Teknisyen
Behçet Dinçer,
Bodrum Kaymakamlığı'na gelerek verdiği yazılı ifadesinde şöyle dedi: “Aslında
makine teknisyeniyim. 1992'de,
Osmanlı Türkleri'nin ördüğü duvarın yıkılarak açılması ile 12 metre derinliğinde yer altındaki mekana ulaştık. Zindan denilen yer top koruganlığıydı. Zindanların 80 metre kadar daha uzakta olduğunu tespit etmiştik, ancak
bütçe elverişli olmadığı için kazı çalışmalarını sürdüremedik. Ancak top koruganlığının içinde de duvarda
esir zincirleri ve işkence aletleri vardı. Bu nedenle dönemin müdürü
Oğuz Alpözen burayı zindan olarak düzenlememizi istedi. Zindana ilk olarak
arkeolog Mehmet Özgenç,
kale şefi Ali Uçarer ile ben girdim ve ilk çizimlerini yaptım. Alpözen, ‘Yaşayan müzecilik yapıyoruz, bu nedenle dikkatleri müzeye ve zindanlara çekmemiz gerek. Sen giriş kapısının üzerine sağ tarafa ‘İnde Deus Abest’ yaz, sol tarafa da
İngilizce ve
Türkçe levhasını asarız’ deyince sakınca görmedim.
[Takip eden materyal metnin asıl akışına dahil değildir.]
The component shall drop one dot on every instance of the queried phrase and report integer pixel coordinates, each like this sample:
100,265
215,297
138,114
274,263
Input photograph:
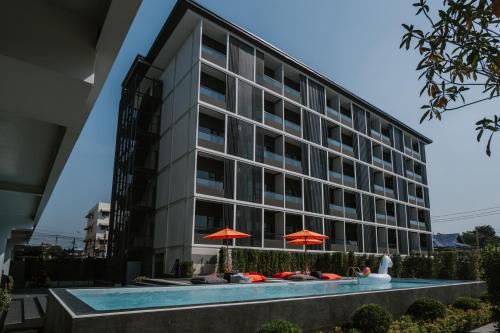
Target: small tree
461,51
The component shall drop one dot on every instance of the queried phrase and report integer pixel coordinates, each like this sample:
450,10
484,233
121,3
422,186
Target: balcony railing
335,174
351,210
332,113
334,142
273,195
292,92
292,125
378,159
347,148
272,156
211,183
272,117
336,208
348,178
205,135
212,53
293,162
293,199
272,82
375,133
387,164
346,118
213,94
413,223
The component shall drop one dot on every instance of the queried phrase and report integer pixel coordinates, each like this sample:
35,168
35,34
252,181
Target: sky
354,43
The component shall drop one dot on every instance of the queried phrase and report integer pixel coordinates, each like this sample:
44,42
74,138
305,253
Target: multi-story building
218,128
96,230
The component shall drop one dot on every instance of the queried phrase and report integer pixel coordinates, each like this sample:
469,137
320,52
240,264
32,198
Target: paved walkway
490,328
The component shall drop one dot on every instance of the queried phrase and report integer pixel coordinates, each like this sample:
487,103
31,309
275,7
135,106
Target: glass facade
312,159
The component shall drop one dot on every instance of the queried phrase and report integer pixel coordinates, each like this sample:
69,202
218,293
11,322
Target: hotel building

Ben makine teknisyeniyim. Tarihten anlamıyordum. Daha sonra Alpözen her gelene yazının 500 yıllık olduğunu söylemeye başlayınca biz ve kale personeli bu oyuna ortak olduk ve baskılar nedeniyle yıllarca bunun gerçek olmadığını söyleyemedik. Ancak Alpözen beni asla tehdit etmedi. Yıllarca vicdanım huzursuz olarak yaşadım. Alpözen,
emekli olunca bir yazıyla durumu bakanlığa bildirmeyi düşündüm, ancak 1999'da, yazının eski olduğuna dair birlikte ifade verdiğimiz arkadaşlarım zor durumda kalacaktı. Bana dilekçe vermemin hem kendilerine hem de kaleye büyük zararı olacağını söylediler. Ben de ikna oldum. Ancak kaleyi ziyarete gelenleri yanılttık. Bu şu ana kadar verdiğim ilk yazılı ifade. Zaten yazıyı incelemeye gelecek epigrafların yazının yeni olduğunu anlamaları 30 saniyelerini almayacaktır. Olayların buraya kadar uzanacağını, skandal haline geleceğini düşünemedik. Alpözen personeli de tarihi de, müzeyi ziyaret eden on binlerce kişiyi de yanılttı. Gerçek ortaya çıktığı için vicdanım rahat. Tarihi skandalın tanığı olarak bu yükle yaşayamazdım. Bu konuda suçumuz neyse cezasını da çekeriz.”